Let g be the set of all events(the events denote by $g_{i}$ ) that are independent from A.
How to show that g need not be a σ-field?
I know that a σ-field f has following properties:
∅∈f
If A∈f then $A^{C}$∈f
If $A_{i}$∈f for every i∈$\mathbb{N}$,then $\bigcup_{i=1}^{\infty }$$A_{i}$∈f
And I know that for a field $f_{0}$, the third property is
- If A∈$f_{0}$ and B∈$f_{0}$,then A$\bigcup$B∈$f_{0}$.
For $g_{i}$, the properties 1. and 2. are easy to varify. But I don't know how to answer the question,show g need not be a σ-field(And sholud I use the property 3.?).
Hint: It is true that if $\{A_i\}_{i\in \Bbb N}$ is a sequence of disjoint evets all of which are independent from $E$, then $\bigcup_{i\in\Bbb N}A_i$ is independent from $E$. Let's then call $(3^-)$ the property of a family of subsets of being closed under union of countable sequences of disjoint elements.
Let's also call $(3^{--})$ the property of a family of subsets of being closed under finite intersections; equivalently, of being closed under intersections of pairs of elements. Some would say that the pair version is slightly weaker, because they adopt the convention that $\bigcap\emptyset$ is the whole space; however $(1)\land (2)\land (3^{--})$ is the same condition no matter which choice of $(3^{--})$ you make.
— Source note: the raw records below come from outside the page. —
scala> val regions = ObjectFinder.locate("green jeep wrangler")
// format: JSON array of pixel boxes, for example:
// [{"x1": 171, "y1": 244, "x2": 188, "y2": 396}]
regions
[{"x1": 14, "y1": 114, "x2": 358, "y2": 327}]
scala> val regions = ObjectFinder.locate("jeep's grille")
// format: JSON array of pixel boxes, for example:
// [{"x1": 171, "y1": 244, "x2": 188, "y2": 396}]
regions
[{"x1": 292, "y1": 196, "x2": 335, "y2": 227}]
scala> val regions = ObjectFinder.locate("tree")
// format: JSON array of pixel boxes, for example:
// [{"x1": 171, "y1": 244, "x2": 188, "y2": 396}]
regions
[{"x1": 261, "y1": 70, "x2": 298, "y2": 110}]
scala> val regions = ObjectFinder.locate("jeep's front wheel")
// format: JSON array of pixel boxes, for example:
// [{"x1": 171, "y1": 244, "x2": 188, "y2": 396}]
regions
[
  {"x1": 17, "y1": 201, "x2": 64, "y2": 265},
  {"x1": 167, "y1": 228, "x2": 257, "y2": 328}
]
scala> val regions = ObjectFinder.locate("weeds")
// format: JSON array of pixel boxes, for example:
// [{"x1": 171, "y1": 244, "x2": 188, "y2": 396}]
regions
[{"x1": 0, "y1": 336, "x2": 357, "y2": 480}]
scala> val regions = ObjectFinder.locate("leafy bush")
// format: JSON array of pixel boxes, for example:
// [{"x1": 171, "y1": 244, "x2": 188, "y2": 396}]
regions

Finally, notice that a family which satisfies $(1)\land (2)\land (3^-)\land (3^{--})$ is a $\sigma$-algebra, via the trick $\bigcup_{i\in \Bbb N}A_i=\bigcup_{i\in \Bbb N}\left(A_i\cap \bigcap_{j=0}^{i-1}A_j^C\right)$.
Therefore your only hope is to find three events $A$, $B$, $C$ in some probability space such that $\{A,B\}$ are independent, $\{B,C\}$ are independent and $\{A\cap C,B\}$ are not independent.